For a long time, I had only thought of family size in terms of environmental effect. I thought the less children we had, the better, since we have limited resources globally, and the United States already hogs them. But apparently these economic effects that are in the pipeline will be quite detrimental.
So, maybe we had better have more kids to do our American duty!
7 comments:
We could also just adjust our social programs to get rid of the assumption that the population will be ever-increasing. The UN is projecting that the world population will level out in the next 50 - 100 years. As you mentioned, this is definitely good for the environment, as right now the rate at which we are using resources would take 5 earths to sustain. The decrease in population growth rates will (hopefully) give technology a chance to catch up, so that we reach a more sustainable equilibrium.
Em, read this it's totally fascinating re: birth rates.
http://online.wsj.com/article/SB10001424127887323375204578270053387770718.html?mod=WSJ_hpp_LEFTTopStories
Totally. That would be the wise and forward-thinking way to go. And yet we seem stuck in these inertia-driven ruts, policy-wise.

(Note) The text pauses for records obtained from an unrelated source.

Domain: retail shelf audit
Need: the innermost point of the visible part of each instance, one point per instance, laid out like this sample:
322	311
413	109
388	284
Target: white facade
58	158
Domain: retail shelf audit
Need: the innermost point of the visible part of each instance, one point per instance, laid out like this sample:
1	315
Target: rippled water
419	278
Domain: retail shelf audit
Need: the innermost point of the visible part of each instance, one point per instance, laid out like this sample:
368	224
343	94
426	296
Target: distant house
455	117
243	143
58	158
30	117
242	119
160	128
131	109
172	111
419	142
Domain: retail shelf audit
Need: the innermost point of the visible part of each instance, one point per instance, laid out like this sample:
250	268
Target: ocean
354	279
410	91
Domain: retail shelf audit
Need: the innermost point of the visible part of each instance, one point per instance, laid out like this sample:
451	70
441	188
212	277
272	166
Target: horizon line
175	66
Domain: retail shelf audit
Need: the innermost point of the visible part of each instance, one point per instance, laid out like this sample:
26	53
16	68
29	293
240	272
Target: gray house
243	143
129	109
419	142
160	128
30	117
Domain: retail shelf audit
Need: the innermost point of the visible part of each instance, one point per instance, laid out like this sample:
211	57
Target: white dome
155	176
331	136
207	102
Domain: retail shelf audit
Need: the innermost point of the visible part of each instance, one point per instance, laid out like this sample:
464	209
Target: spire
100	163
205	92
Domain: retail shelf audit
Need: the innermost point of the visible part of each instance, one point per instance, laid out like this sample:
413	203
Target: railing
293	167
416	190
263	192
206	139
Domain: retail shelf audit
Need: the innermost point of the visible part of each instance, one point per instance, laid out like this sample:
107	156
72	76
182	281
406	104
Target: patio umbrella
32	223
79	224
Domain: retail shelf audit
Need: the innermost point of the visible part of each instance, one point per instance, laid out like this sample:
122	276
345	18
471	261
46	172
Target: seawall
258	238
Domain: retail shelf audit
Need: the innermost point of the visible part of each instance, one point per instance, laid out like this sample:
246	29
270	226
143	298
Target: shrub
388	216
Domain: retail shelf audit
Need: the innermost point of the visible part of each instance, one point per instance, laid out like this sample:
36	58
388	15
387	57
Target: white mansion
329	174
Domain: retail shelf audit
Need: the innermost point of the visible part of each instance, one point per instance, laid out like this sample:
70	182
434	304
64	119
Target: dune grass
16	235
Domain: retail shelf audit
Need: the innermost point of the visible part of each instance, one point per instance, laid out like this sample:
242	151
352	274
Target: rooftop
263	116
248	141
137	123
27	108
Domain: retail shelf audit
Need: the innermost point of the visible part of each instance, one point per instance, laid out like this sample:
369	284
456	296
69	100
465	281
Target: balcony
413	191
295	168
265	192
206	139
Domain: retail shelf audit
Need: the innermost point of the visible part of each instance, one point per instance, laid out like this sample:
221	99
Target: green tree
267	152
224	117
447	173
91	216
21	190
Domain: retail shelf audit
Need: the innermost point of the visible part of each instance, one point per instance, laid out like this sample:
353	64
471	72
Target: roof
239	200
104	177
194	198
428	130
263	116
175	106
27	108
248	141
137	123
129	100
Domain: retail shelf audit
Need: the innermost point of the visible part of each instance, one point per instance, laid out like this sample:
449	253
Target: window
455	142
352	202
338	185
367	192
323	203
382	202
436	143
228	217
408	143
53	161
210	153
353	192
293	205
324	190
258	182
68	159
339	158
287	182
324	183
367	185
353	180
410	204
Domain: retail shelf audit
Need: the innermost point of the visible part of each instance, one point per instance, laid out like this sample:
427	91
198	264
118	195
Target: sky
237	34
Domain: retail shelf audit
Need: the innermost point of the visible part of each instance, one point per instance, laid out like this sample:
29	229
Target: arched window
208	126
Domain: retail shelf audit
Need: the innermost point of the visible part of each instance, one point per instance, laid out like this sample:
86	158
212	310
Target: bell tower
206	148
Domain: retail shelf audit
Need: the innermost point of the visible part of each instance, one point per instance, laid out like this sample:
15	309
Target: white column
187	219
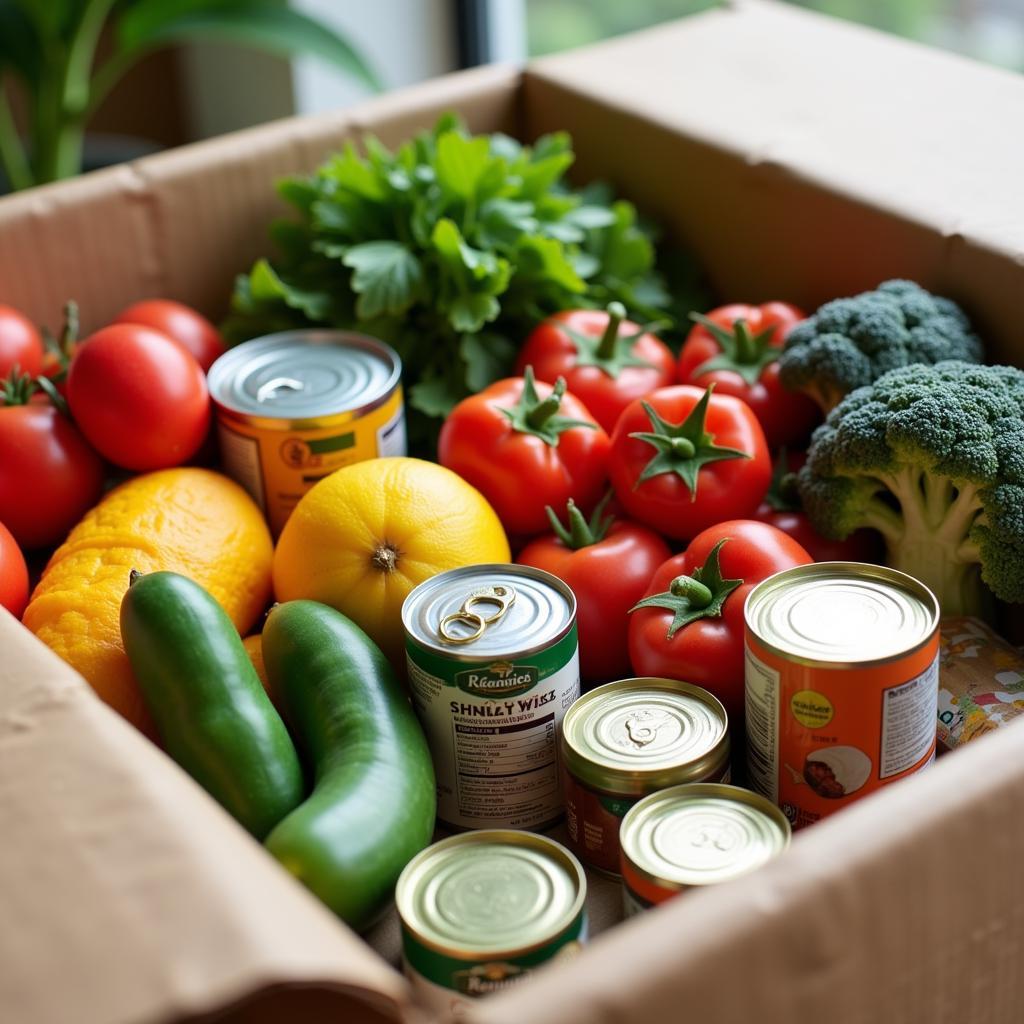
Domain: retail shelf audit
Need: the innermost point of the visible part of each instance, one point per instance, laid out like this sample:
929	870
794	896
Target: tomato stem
609	340
683	449
582	534
741	351
534	415
700	595
547	408
692	589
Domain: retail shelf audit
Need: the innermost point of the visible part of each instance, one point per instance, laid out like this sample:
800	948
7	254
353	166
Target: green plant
50	46
451	249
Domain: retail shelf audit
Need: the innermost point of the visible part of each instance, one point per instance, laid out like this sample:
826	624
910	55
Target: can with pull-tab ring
493	667
296	406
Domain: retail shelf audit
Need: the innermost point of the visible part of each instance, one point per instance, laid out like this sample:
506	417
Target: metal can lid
700	834
304	375
536	609
833	613
491	892
636	735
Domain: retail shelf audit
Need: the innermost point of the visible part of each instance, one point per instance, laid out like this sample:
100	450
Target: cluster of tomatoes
686	445
132	396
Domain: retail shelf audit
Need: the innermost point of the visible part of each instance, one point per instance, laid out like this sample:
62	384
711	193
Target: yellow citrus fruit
193	521
364	537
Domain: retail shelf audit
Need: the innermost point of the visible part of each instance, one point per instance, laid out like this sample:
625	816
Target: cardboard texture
802	159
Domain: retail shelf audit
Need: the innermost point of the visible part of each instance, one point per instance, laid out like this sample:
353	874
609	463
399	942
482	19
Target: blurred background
167	72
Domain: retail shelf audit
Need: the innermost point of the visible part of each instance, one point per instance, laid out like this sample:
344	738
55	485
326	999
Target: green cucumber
210	709
374	801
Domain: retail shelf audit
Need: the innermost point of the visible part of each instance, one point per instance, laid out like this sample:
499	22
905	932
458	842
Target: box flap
805	158
181	224
129	895
903	907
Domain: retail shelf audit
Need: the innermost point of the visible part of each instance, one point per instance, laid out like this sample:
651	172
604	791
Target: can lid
842	612
527	609
299	375
493	891
634	735
700	834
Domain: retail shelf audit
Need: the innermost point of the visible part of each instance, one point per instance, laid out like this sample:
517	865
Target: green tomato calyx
610	351
683	449
537	416
580	532
701	595
742	352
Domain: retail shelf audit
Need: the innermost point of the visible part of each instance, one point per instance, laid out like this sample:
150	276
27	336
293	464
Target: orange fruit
364	537
193	521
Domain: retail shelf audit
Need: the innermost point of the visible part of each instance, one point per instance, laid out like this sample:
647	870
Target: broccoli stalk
930	537
933	458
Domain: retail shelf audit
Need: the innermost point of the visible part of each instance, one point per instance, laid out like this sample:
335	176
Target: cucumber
210	709
373	804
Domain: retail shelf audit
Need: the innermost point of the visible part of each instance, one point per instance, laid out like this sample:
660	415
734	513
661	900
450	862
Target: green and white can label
482	909
492	706
446	982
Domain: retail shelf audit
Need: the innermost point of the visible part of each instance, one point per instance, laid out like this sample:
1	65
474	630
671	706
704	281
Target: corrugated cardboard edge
805	158
182	223
125	885
907	906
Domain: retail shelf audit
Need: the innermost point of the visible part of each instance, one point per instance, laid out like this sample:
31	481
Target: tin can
692	836
626	739
296	406
493	667
842	684
482	909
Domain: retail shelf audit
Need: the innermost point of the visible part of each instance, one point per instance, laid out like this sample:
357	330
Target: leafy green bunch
451	249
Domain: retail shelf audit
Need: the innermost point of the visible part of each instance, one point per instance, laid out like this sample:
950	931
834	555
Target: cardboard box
802	159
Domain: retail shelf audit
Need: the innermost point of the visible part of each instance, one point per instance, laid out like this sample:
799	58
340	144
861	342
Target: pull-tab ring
504	597
462	615
270	388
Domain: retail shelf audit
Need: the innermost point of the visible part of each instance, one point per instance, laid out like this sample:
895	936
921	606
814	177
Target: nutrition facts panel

Lynn - super fascinating!! It makes me think of the church as a whole, which is desperately struggling to find "children and young people." Perhaps they don't exist at the volume we believe they do.
No kidding. Headdesk. :)
That's so interesting that people are saying that to you about your family being "done" because you have a boy and a girl. When I tell people we're having another girl, they say, "So you've gotta keep trying until you get a boy, huh?" Granted, we'd like to have more kids, but sometimes things don't work out that way. It's just funny how one boy/one girl = the perfect family for so many people.
I read about the birthrate stuff in The Washington Post. Our neighborhood is so Irish Catholic, and the average family is 5 or 7 kids. I feel like my neighborhood MUST be balancing everything else out.
Yes - there seems to be some kind of presupposition about nuclear families being man and woman, boy and girl. Very interesting to me. I really couldn't have cared less about that whole thing. Seven kids . . . wow. I just don't think we'll ever make enough money to raise that many kids!